Industry quickly employed the metallic compound in its manufacturing processes, using it as a drawing die to resize the tungsten filament wires used in incandescent light bulbs. It was also used in a wide array of cutting tools, as it could slice through stainless steel like a knife through butter. The only other material available that was equally up to the task was the far more expensive diamond.

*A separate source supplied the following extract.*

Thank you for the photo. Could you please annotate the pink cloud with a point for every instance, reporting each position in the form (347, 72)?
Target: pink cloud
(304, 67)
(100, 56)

But its properties were not just attractive to industry. The metal composite also raised eyebrows within the military. The fruits of their curiosity would go on to have a huge impact on the second world war. Seeing its toughness as an asset, Germany developed tungsten carbide armour-piercing rounds and loaded them into the most feared aircraft in the Luftwaffe: the Stuka JU-87G, also known as the ‘tank killer’. In the process of manufacturing these shells, Germany had managed to shore up the world’s supply of tungsten, ramping up its price in the process. The Home Front suffered as a result; industrial equipment could not use tungsten carbide in cutting implements and it took several years before the Allies were able to source enough of the material to rival the Germans.
Following tungsten carbide’s tortuous path during the war, its uses in modern society are rather delicate by comparison. The cemented composite is now a popular material for wedding rings, offering great scratch resistance and durability. From extra-grippy cycling tyres to precise surgical instruments, it’s hard to find a durable product that doesn’t use some form of the carbide.
Even the ballpoint pen you use on a daily basis contains a tungsten carbide ball bearing. To know that your pen contains a material that once woke a sleeping dragon just proves the old mantra that the pen really is mightier than the sword.